Language tandems and how to make them work :)

I’ve been thinking about language tandems for a while. I’ve started using them even more these days, in order to start practicing Hungarian in a more alternative and relaxed way. Curiously, many people have told me that they’ve enjoyed our tandem since the topics never die out or that we rely in a less strict schedule.

I’ve thought it’d be a good idea to share what has really worked well with my tandem partners and I during our exchanges and hopefully know what has worked for you as well:

  1. Try to set a topic beforehand. It will make conversations less awkward and more relaxed.

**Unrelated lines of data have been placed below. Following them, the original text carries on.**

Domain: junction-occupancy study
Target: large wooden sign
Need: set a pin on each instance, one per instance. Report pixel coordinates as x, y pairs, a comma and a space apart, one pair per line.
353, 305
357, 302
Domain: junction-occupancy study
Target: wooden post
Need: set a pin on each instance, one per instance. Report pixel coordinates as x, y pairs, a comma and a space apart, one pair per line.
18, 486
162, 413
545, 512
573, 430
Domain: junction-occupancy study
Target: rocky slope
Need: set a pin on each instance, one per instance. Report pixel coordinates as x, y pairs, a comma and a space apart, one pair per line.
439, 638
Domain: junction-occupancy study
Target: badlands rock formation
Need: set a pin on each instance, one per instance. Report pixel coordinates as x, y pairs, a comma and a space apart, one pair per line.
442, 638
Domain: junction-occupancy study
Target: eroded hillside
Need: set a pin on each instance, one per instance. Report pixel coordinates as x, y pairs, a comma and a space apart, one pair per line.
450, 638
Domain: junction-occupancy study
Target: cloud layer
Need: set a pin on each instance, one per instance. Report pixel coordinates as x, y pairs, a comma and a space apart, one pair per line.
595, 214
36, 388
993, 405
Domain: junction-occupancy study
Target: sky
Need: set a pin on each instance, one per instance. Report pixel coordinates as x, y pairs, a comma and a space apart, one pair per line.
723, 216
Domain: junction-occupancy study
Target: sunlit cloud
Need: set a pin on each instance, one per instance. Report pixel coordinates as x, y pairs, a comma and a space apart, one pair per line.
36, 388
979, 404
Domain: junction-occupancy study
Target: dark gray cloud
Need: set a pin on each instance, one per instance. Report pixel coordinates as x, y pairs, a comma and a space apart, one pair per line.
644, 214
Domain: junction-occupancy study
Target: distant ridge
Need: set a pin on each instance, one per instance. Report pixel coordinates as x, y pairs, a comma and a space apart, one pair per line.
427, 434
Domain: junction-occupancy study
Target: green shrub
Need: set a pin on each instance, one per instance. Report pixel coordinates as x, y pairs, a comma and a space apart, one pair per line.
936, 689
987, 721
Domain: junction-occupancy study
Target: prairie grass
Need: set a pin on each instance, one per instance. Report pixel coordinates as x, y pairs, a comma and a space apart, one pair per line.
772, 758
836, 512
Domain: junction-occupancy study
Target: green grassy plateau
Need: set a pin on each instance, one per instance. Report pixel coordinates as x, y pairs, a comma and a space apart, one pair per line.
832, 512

If you both like movies, for example, talk about the latest movie you’ve seen. If your partner seems to have an interesting job or so, ask about it! Most people are afraid of making the first move in tandems, but honestly, this is one of the few moments when it’s totally okay!
  2. The 30-30 approach. Several times, you are going to meet the perfect language tandem partner. You want to learn his/her language and he/she wants to learn yours! It can be both a positive and a negative thing. You might not know how to start or when to talk in one language or other. Thus, splitting your tandem time in halves can be a thing that can help you both. Remember, time can fly so, if you see you’ve been talking in one language for a long time, don’t be afraid to yell SWITCH! or simply reply in the other language.
  3. Corrections and feedback. This is probably the hardest part. You and your partner will eventually make mistakes in each other’s languages. Awkward pronounciations, wrong spelling/conjugations, whatever. If you’d correct every single mistake, most of your tandem time would be wasted. Thus, the best attitude for it is to prioritize instant corrections. Unless they are really but really awkward/wrong/funny, keep them to yourself until the tandem is about to be over and you can give your partner his/her feedback. You can use a piece of paper and a good pen to write (hopefully, he/she won’t notice). Ask your partner to do the same, and you’ll get a smoother language exchange without several interruptions.
  4. No time, big time differences, different schedules??? NO PROBLEM! No one said that language tandems must be done live, with a webcam and mic and in your room. Since both of the languages I learn are from another continent, with a big time difference included, I cannot talk 100% live with my language partners. By the time I get home, several of them are about to go to bed or resting after a hard day at work/school. So, this is where technology helps. Most of my language tandems have been done during some dead time at work, while commuting or even at friends’ parties. Yeah! I make great use of mobile apps that not only allow text messages, but voice messages as well. Sending each other voice messages is a great tool in order to have feedback on pronounciation, fluency and other language abilities. And the best thing, you don’t have to be online together or commit yourself to a schedule you might not able to obey every time.